Em trinta de junho, a mesma organização científica havia comunicado a ocorrência de uma erupção solar classificada como tipo X, a categoria mais elevada da escala utilizada para medir esse fenômeno. Nas vinte e quatro horas anteriores ao evento, foram registradas dezessete erupções solares, sendo duas delas classificadas entre os níveis de maior intensidade.


As erupções solares são classificadas conforme o brilho da emissão de raios X liberada pelo Sol na faixa de comprimento de onda entre um e oito angstroms.
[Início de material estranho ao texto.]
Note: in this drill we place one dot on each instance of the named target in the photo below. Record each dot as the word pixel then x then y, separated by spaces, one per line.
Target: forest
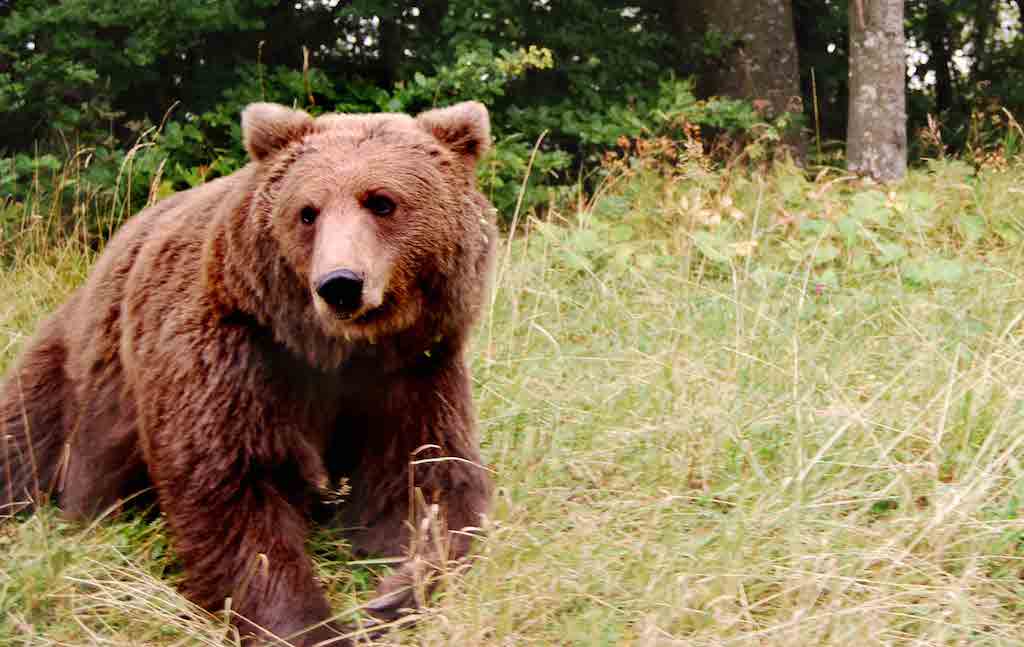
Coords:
pixel 752 368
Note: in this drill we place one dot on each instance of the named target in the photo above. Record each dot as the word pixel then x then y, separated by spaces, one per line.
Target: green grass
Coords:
pixel 817 440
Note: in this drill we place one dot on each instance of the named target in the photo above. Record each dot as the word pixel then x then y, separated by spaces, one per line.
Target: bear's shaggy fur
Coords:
pixel 205 356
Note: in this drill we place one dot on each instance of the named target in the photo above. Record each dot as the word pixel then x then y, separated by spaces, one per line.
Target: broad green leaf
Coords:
pixel 890 253
pixel 933 271
pixel 711 247
pixel 825 254
pixel 972 227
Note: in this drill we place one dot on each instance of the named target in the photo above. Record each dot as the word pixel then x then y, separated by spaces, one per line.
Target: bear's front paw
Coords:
pixel 402 592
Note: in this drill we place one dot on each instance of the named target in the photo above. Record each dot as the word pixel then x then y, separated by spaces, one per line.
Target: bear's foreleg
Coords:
pixel 220 446
pixel 421 485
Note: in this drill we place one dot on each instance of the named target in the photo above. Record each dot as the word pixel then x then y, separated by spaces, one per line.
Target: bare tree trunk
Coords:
pixel 876 142
pixel 762 63
pixel 983 18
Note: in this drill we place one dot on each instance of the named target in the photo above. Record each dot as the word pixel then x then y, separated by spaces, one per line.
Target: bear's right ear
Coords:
pixel 267 128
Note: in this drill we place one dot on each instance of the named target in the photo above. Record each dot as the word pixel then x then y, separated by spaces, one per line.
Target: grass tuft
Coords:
pixel 740 408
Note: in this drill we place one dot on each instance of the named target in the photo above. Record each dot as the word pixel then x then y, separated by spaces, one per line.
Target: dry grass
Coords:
pixel 748 453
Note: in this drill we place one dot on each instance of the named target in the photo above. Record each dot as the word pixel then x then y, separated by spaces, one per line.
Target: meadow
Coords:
pixel 757 406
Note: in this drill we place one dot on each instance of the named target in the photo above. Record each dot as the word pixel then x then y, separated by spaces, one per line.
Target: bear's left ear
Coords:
pixel 464 128
pixel 267 128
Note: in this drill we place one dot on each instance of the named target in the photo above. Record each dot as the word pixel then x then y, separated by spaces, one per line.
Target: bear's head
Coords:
pixel 367 225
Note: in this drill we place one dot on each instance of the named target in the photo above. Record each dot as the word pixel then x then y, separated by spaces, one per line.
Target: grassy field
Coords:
pixel 723 410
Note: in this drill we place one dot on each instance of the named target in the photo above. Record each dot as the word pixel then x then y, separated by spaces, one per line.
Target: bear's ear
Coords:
pixel 267 128
pixel 465 128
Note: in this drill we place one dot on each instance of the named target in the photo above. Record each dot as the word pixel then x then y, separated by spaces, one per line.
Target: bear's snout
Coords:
pixel 342 290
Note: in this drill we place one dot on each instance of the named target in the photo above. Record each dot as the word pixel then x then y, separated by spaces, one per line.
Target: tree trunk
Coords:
pixel 761 60
pixel 983 18
pixel 877 137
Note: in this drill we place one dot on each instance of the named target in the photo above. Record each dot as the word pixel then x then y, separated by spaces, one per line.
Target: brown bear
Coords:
pixel 240 345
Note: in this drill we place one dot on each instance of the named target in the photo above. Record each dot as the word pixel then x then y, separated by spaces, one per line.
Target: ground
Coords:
pixel 814 440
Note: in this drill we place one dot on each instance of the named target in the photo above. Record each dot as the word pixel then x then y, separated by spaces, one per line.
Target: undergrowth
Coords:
pixel 751 406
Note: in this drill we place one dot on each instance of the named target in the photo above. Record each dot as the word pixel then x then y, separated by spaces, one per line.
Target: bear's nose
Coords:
pixel 342 290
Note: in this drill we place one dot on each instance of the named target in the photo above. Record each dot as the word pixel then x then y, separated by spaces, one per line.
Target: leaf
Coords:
pixel 711 247
pixel 869 207
pixel 825 254
pixel 621 233
pixel 1008 232
pixel 934 271
pixel 972 227
pixel 849 229
pixel 891 253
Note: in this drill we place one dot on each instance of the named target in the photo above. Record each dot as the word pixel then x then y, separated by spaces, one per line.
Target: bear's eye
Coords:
pixel 308 215
pixel 379 205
O sistema de classificação utilizado pela comunidade científica divide esses eventos nas categorias A, B, C, M e X, em uma escala crescente de energia liberada.

As erupções da classe A correspondem aos eventos de menor intensidade, enquanto as da classe X representam as maiores liberações de energia observadas nesse sistema de medição. Entre essas categorias, as explosões de classe C costumam produzir efeitos limitados na Terra, enquanto eventos de classe M podem provocar interrupções temporárias nas comunicações de rádio em regiões próximas aos polos.


Já as erupções de classe X podem causar interrupções de rádio em escala global e gerar tempestades de radiação com duração prolongada, dependendo da intensidade do fenômeno e da direção em que as partículas solares são lançadas em relação ao planeta.


As informações foram divulgadas pelo Laboratório de Astronomia Solar do Instituto de Pesquisa Espacial da Academia Russa de Ciências e reproduzidas pela agência RT en Español.